The subsequent serials were Flash Gordon’s Trip to Mars (1938) and Flash Gordon Conquers the Universe (1940). Larry ‘Buster’ Crabbe, Charles Middleton and Frank Shannon appear in all of these, while Carol Hughes replaced Jean Rogers in the third. Spaceship to the Unknown (1966) is a condensed feature-length version of Flash Gordon that was edited for television and is still in circulation.

The character of Flash Gordon was revived in a short-lived live-action tv series Flash Gordon (1954) starring Steve Holland, which is poorly regarded by fans due to its extremely cheap budget. The serial was cinematically remade by producer Dino De Laurentiis as Flash Gordon (1980) starring Sam Jones – much of the remake appeared to take itself directly from the serial more so than the comic-books, particularly in the plot about Ming trying to marry Dale, Aura’s rescue of Flash and his journey to unite the various kingdoms, and especially Brian Blessed’s Vultan, which is clearly modelled on John Lipson’s gregarious performance here. The 1980s film plays the elements of the serial/comic-book as camp and has a divided reputation with fans of the original. At the same time, Dino De Laurentiis in conjunction with Filmation also sponsored an animated tv series Flash Gordon/The New Adventures of Flash Gordon (1979), which lasted for sixteen episodes. There was a subsequent animated series Flash Gordon (1996), which recast the central characters as teenagers. Flash also appeared in the animated Defenders of the Earth (1986), alongside other King Features comic-book characters The Phantom and Mandrake the Magician. Flash Gordon (2007-8) was a live-action remake for television starring Eric Johnson as Flash, although this widely varies from the familiar elements of the comic-books and serials. During the 00s, directors Stephen Sommers and Breck Eisner were at various point purported to be considering a big-budget live-action remake. Indeed, Flash Gordon is a property that seems to be crying out for a decent, serious modern remake.
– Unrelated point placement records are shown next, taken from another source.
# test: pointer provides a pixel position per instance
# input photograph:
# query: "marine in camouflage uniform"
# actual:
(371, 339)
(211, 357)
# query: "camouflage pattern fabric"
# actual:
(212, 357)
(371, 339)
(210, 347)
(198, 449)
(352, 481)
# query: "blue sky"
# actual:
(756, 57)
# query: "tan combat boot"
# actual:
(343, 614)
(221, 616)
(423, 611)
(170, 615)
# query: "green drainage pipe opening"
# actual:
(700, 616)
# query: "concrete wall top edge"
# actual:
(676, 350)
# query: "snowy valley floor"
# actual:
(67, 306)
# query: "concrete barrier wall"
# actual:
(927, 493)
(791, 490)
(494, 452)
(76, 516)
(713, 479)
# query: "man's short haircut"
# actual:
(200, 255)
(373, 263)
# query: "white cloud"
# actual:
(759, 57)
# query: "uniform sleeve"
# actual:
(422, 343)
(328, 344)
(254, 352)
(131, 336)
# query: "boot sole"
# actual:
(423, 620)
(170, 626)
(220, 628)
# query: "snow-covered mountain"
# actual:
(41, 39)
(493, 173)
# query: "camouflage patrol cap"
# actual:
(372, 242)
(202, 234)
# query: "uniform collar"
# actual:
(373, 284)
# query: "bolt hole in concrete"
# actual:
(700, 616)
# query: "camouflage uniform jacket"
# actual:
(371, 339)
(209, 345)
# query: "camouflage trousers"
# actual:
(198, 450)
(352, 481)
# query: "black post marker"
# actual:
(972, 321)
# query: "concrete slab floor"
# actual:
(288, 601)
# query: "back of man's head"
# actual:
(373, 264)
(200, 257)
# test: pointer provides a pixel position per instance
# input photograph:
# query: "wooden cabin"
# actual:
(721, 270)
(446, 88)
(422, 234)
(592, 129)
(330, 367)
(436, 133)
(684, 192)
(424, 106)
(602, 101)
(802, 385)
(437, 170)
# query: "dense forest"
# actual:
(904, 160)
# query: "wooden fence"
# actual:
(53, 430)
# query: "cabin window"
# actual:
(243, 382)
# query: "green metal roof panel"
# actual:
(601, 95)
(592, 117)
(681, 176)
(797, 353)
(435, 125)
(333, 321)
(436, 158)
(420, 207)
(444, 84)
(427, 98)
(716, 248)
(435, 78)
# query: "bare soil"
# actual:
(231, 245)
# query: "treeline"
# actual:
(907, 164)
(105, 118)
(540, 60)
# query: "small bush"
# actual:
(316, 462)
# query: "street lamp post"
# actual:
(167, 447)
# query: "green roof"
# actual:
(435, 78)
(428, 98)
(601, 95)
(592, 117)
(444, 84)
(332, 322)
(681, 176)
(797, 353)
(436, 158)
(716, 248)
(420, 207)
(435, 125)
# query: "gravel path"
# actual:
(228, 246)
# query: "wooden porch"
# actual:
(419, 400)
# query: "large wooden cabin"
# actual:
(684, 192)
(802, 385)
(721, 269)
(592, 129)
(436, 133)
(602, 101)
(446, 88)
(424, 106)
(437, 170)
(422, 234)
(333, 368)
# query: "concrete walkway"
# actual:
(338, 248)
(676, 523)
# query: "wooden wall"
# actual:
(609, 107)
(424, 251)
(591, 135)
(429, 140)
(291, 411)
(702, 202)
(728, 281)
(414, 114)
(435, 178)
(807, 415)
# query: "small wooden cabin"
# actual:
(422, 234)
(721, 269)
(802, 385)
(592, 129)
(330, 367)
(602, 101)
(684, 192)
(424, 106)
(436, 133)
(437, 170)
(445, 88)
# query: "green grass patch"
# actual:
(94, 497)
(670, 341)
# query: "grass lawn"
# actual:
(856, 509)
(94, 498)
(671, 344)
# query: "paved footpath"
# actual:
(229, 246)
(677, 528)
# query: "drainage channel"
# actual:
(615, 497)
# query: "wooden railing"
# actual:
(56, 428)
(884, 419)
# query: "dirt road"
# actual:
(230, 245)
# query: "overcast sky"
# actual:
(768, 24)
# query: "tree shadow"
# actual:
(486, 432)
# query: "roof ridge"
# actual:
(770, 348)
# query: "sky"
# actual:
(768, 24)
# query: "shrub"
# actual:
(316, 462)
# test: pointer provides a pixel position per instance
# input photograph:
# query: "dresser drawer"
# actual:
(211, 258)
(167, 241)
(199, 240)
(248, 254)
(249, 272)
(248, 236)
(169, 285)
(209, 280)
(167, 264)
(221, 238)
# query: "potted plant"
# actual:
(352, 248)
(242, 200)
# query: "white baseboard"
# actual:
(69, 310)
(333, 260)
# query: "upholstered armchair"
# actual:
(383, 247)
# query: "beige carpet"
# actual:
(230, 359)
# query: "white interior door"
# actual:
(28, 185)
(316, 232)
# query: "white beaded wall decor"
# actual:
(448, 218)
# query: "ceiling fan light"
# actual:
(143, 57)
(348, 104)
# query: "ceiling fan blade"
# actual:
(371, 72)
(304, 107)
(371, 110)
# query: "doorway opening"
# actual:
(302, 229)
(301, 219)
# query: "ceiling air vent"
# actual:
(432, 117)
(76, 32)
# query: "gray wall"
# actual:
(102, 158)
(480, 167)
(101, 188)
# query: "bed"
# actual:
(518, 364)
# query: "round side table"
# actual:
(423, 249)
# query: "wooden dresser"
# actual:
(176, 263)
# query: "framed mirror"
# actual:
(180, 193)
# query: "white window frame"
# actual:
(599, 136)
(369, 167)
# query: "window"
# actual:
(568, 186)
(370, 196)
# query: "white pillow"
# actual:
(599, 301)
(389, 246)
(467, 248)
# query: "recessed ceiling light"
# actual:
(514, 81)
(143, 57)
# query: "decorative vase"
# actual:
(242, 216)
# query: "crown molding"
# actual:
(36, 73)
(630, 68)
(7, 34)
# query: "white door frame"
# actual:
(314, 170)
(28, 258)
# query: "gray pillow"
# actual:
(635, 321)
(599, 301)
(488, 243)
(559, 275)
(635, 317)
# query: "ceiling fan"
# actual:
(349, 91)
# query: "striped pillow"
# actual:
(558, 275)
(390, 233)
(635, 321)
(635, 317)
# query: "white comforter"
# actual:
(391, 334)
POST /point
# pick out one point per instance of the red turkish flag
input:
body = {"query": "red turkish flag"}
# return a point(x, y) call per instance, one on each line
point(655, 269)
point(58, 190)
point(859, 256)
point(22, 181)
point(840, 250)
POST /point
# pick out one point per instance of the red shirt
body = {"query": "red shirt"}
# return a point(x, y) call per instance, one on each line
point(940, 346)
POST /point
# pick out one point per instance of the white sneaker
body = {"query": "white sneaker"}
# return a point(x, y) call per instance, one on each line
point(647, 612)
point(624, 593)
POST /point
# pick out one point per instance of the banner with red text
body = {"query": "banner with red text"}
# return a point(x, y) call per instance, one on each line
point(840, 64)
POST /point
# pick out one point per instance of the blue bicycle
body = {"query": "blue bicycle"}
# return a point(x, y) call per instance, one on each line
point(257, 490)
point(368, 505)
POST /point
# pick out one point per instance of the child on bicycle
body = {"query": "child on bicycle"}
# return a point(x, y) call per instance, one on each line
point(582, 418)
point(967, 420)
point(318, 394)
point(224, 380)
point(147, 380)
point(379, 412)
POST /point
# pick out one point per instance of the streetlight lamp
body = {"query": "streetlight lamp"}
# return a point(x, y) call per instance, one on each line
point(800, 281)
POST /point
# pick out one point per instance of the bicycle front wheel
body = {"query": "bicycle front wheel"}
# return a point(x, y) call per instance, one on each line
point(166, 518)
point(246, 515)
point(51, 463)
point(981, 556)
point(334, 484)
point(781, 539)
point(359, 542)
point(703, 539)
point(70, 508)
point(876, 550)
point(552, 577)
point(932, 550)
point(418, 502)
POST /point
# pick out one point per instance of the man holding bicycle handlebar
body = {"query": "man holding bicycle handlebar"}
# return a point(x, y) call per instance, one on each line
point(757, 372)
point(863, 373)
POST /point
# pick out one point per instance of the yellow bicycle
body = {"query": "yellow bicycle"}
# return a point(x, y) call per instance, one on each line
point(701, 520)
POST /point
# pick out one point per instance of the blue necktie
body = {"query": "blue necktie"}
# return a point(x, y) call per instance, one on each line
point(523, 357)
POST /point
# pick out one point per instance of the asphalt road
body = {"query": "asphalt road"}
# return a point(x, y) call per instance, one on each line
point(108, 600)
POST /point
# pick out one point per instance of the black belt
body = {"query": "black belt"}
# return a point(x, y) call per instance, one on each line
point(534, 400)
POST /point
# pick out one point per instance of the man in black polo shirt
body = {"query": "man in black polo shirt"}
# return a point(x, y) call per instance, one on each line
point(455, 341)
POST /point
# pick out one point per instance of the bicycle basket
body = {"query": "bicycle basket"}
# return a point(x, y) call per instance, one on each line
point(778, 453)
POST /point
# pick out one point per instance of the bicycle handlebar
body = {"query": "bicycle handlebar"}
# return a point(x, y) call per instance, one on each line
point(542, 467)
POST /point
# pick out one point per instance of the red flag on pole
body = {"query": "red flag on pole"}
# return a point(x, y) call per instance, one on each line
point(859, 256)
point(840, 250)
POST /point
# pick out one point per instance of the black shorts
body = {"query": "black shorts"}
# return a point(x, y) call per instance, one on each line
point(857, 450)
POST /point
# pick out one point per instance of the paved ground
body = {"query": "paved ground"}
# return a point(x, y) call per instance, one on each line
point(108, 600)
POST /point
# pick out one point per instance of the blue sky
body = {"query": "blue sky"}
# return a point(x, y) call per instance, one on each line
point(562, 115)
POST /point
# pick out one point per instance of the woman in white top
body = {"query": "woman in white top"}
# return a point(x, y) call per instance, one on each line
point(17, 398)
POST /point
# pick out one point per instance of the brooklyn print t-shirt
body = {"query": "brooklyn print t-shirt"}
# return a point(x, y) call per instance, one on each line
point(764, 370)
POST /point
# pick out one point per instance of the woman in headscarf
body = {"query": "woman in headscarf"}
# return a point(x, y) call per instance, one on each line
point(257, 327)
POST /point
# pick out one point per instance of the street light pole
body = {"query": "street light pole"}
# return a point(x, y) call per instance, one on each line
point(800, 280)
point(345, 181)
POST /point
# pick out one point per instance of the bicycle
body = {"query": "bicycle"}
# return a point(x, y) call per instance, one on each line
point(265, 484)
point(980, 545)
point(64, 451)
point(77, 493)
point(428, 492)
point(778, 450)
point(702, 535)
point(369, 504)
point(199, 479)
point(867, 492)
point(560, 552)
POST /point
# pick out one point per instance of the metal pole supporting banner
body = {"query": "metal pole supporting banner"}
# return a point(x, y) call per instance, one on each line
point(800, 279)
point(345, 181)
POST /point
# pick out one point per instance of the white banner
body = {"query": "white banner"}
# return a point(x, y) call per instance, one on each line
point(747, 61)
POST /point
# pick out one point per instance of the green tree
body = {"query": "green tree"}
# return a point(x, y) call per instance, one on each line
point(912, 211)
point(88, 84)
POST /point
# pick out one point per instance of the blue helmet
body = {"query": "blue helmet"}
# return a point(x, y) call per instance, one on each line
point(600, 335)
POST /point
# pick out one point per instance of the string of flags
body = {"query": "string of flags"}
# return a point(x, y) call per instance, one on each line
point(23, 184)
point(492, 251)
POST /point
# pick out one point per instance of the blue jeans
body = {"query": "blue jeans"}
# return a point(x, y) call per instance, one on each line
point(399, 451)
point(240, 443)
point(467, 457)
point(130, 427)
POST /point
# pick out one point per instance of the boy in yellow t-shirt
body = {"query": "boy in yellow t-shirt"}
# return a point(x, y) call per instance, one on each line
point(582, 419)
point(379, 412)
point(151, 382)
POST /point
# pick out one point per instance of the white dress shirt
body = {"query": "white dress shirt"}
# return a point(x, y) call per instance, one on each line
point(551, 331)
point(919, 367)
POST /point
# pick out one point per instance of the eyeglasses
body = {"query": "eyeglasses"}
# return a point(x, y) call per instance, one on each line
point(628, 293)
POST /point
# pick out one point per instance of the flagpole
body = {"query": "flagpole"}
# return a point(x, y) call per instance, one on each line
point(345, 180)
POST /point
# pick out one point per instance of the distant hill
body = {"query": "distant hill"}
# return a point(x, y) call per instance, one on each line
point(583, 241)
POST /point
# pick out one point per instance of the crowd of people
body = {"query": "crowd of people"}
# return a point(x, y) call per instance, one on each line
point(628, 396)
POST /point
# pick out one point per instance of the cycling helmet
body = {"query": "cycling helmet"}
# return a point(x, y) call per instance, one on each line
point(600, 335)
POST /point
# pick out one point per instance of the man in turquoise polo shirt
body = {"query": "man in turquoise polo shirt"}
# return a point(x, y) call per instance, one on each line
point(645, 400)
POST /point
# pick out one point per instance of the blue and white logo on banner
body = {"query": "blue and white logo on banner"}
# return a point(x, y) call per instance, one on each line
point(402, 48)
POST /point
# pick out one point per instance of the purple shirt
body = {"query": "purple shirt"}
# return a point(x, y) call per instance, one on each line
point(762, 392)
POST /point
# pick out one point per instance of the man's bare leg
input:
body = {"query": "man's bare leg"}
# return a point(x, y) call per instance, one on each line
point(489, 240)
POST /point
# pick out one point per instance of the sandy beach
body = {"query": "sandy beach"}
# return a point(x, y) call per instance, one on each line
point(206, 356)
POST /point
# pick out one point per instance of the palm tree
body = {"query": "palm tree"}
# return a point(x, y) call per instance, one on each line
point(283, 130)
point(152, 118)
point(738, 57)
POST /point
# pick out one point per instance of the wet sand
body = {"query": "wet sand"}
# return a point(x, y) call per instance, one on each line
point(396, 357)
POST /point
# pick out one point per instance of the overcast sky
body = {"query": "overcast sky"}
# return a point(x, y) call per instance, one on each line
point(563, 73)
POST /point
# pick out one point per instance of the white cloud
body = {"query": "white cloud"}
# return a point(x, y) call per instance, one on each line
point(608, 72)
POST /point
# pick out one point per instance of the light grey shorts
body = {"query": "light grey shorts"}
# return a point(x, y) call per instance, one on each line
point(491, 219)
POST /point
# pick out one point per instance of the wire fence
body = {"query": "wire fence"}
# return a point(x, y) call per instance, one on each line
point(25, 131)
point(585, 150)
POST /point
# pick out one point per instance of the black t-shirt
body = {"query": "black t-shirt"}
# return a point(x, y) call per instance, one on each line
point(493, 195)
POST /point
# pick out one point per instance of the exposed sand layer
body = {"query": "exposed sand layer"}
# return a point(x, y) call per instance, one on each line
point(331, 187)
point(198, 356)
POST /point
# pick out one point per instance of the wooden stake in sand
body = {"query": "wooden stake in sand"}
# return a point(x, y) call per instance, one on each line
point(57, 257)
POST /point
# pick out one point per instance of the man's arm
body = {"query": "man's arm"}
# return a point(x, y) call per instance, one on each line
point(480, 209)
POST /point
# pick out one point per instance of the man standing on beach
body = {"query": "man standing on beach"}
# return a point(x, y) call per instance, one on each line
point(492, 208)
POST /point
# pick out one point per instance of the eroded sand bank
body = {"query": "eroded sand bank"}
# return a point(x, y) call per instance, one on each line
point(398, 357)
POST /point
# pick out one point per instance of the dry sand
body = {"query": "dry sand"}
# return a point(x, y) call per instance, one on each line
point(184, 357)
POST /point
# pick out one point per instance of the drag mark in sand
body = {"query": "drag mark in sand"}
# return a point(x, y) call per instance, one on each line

Flash Gordon was parodied as the softcore pornographic Flesh Gordon (1974), which had a sequel in Flesh Gordon Meets the Cosmic Cheerleaders (1991), and more sophisticatedly in the witty Star Trek: Voyager episode Bride of Chaotica (1999). Flash also gets a line in the opening song Science-Fiction Double Feature in The Rocky Horror Picture Show (1975). In a cute touch, Larry ‘Buster’ Crabbe also played an aging military officer Brigadier ‘Flash’ Gordon in the Planet of the Slave Girls episode of the tv series revival of Buck Rogers in the 25th Century (1979-81).